The BBC reported that a prosecutor in Schleswig Holstein in northern German was initiating preliminary legal proceedings against Harles and Jentzsch, which supplied the feed, although a statement from the company implicated Petrotec AG, a biodiesel plant. That company said the Dutch intermediary had been told the oil was not intended for food or feed use.

North Rhine Westphalia’s Consumer Affairs Minister Johannes Remmel said it was “a scandal and there must now also be a discussion about the political consequences,” including compensation for the farms forced to halt sales.

Violation of Germany’s animal feed laws can carry a sentence of up to three years in prisons or a fine, according to a Reuters news account.

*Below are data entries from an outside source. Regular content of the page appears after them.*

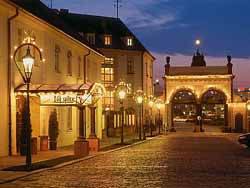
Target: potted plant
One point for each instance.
(53, 130)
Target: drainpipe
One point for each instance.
(85, 66)
(9, 77)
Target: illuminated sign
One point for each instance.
(65, 99)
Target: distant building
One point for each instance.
(203, 93)
(126, 59)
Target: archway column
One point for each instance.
(171, 116)
(198, 127)
(226, 117)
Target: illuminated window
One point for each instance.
(107, 77)
(57, 58)
(69, 63)
(79, 66)
(130, 65)
(69, 119)
(107, 40)
(130, 41)
(91, 38)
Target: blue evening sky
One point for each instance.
(171, 26)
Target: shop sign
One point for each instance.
(56, 99)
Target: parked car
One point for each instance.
(244, 139)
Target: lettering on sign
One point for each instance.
(65, 99)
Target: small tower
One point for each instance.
(167, 65)
(198, 58)
(229, 64)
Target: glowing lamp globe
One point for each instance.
(197, 42)
(122, 94)
(139, 99)
(248, 106)
(28, 62)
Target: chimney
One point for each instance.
(64, 11)
(167, 66)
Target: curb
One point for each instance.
(76, 161)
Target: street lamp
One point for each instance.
(159, 105)
(25, 69)
(151, 101)
(139, 97)
(122, 89)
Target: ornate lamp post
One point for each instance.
(151, 101)
(139, 97)
(122, 90)
(159, 105)
(25, 69)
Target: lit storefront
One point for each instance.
(66, 100)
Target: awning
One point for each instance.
(65, 94)
(55, 88)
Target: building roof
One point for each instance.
(198, 70)
(40, 10)
(101, 26)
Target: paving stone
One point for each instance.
(173, 161)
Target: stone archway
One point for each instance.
(214, 110)
(183, 110)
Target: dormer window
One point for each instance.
(107, 40)
(91, 38)
(129, 41)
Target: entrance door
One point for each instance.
(239, 123)
(184, 111)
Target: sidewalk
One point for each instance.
(105, 144)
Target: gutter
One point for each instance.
(85, 66)
(9, 77)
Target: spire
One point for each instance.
(198, 58)
(167, 65)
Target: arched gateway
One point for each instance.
(198, 90)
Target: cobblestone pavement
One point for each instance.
(175, 161)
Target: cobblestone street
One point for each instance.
(178, 160)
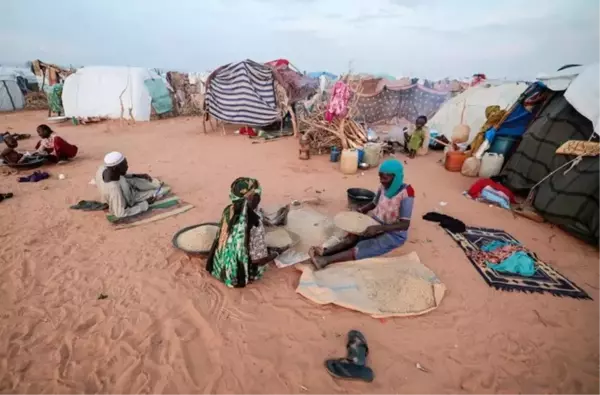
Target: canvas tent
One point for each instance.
(115, 92)
(243, 93)
(474, 102)
(11, 96)
(297, 85)
(395, 99)
(567, 196)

So far, the European Commission has taken no steps to halt German food exports because the problem has been limited to Germany.

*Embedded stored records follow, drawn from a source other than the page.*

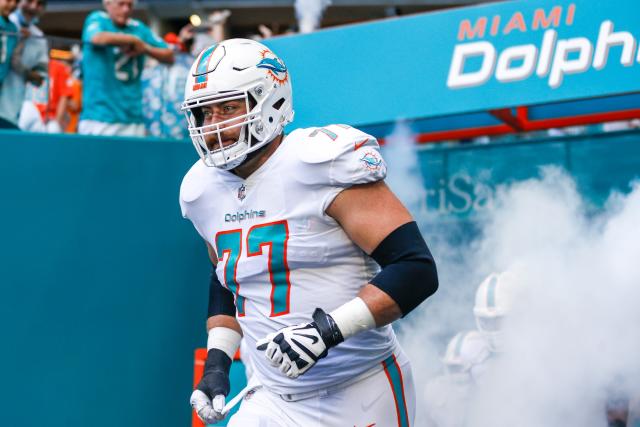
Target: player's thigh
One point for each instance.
(387, 398)
(257, 410)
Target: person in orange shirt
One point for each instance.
(70, 104)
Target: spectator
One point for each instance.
(30, 59)
(70, 104)
(163, 89)
(7, 46)
(115, 46)
(44, 100)
(213, 30)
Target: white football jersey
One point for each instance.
(281, 255)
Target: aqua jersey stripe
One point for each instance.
(394, 375)
(491, 292)
(203, 64)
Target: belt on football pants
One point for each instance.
(330, 390)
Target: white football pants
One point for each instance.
(383, 397)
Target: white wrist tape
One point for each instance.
(353, 317)
(224, 339)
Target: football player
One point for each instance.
(313, 255)
(113, 55)
(447, 396)
(494, 299)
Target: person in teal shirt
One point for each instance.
(115, 47)
(8, 41)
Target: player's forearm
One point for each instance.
(223, 321)
(382, 307)
(117, 39)
(161, 54)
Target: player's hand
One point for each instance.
(208, 410)
(137, 47)
(208, 398)
(295, 349)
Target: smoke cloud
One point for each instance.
(309, 14)
(574, 332)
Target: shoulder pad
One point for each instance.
(192, 186)
(323, 144)
(342, 156)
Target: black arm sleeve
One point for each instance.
(220, 298)
(408, 273)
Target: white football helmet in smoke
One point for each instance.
(237, 69)
(494, 299)
(465, 354)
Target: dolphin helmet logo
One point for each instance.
(274, 66)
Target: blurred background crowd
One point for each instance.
(90, 67)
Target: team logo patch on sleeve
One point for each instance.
(371, 161)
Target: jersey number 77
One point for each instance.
(274, 235)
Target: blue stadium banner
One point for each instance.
(464, 60)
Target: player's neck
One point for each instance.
(251, 165)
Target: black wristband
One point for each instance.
(328, 328)
(215, 379)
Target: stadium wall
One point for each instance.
(103, 284)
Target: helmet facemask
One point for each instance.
(214, 153)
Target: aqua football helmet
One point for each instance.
(237, 69)
(494, 299)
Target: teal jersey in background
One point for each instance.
(7, 45)
(112, 91)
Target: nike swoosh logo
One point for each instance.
(365, 408)
(360, 144)
(313, 338)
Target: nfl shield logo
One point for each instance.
(242, 192)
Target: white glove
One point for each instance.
(295, 349)
(208, 411)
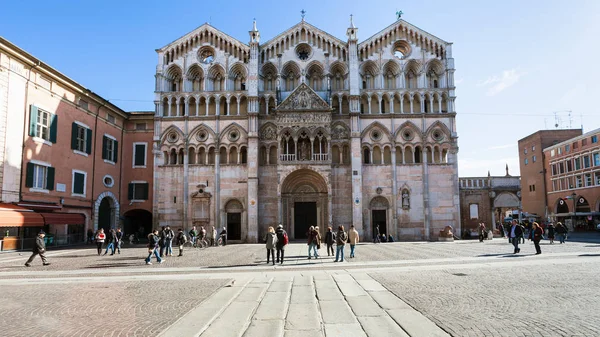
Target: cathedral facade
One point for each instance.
(307, 129)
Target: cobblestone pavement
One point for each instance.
(463, 288)
(99, 309)
(533, 300)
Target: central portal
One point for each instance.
(305, 202)
(305, 215)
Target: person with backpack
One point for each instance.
(100, 237)
(353, 239)
(282, 241)
(330, 240)
(271, 242)
(340, 241)
(181, 240)
(153, 245)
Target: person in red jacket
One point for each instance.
(100, 237)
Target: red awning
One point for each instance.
(63, 218)
(16, 216)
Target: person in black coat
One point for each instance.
(38, 249)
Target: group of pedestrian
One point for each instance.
(516, 234)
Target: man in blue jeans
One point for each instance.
(515, 232)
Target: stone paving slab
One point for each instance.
(336, 312)
(303, 316)
(270, 328)
(382, 326)
(344, 330)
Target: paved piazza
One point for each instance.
(463, 288)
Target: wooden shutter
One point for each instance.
(50, 178)
(115, 151)
(32, 120)
(29, 175)
(105, 148)
(88, 141)
(140, 154)
(145, 191)
(74, 128)
(53, 127)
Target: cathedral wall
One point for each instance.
(267, 198)
(341, 187)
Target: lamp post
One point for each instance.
(574, 196)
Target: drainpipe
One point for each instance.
(25, 127)
(95, 132)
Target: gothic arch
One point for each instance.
(115, 205)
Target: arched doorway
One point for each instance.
(106, 214)
(304, 202)
(379, 209)
(137, 221)
(233, 219)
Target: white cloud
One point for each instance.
(497, 84)
(471, 167)
(502, 147)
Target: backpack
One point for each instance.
(286, 240)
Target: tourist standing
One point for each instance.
(561, 232)
(100, 237)
(551, 232)
(282, 241)
(119, 236)
(181, 240)
(329, 240)
(538, 232)
(271, 241)
(352, 239)
(110, 239)
(340, 241)
(38, 249)
(515, 234)
(153, 245)
(312, 242)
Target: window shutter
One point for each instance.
(145, 191)
(104, 147)
(32, 120)
(88, 141)
(53, 128)
(139, 155)
(50, 178)
(115, 151)
(74, 128)
(29, 175)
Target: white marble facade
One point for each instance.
(307, 129)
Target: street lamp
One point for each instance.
(574, 196)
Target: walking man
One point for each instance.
(515, 234)
(181, 240)
(38, 249)
(153, 240)
(353, 239)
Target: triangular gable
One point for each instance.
(299, 26)
(403, 25)
(303, 98)
(197, 31)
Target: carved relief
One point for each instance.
(303, 98)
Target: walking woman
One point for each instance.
(537, 237)
(100, 237)
(329, 240)
(271, 241)
(551, 233)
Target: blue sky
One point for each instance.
(517, 62)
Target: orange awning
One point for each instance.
(63, 218)
(16, 216)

Dioxins are highly soluble in fat and bio-accumulate in fatty tissue–whether it be human or food animal–and some are known carcinogens. Low level exposure has been linked to a variety of health problems including lower sperm count and neurobehavorial effects.

© Food Safety News
  • Mary

    Yeah, this is nasty. On a number of levels. But what I can’t grok: why are there dioxins destined for biofuels? I didn’t know this about biofuels. Are we going to have increased dioxin levels if we move to more biofuels? That’s large scale creepy.

  • Kathy

    Mary, grok? Never heard of that.
    I feel fortunate to be vegan, but again, you are correct in wondering about the environment. Industrial by-producta and pollution are most likely still in green industrial production, it is just not well-known. It is still a matter of consumers staying informed and getting transparency from suppliers, that seem unwilling to admit a mistake until it is too costly to un-do.
    see: “Ireland and the European Union on Thursday agreed to a $255 million bailout of Ireland’s pork industry, which is reeling because of the dioxin contamination scandal caused a global recall of all pork last weekend.”
    from: http://www.theda…ilygreen.com/healthy-eating/eat-safe/pork-dioxin-recall-47121205#ixzz1AQJofVvF

  • Marie

    What a disgusting waste of food. These places need to be more careful, and that’s an understatement. They need to be heavily fined or shut down if they can’t get it together.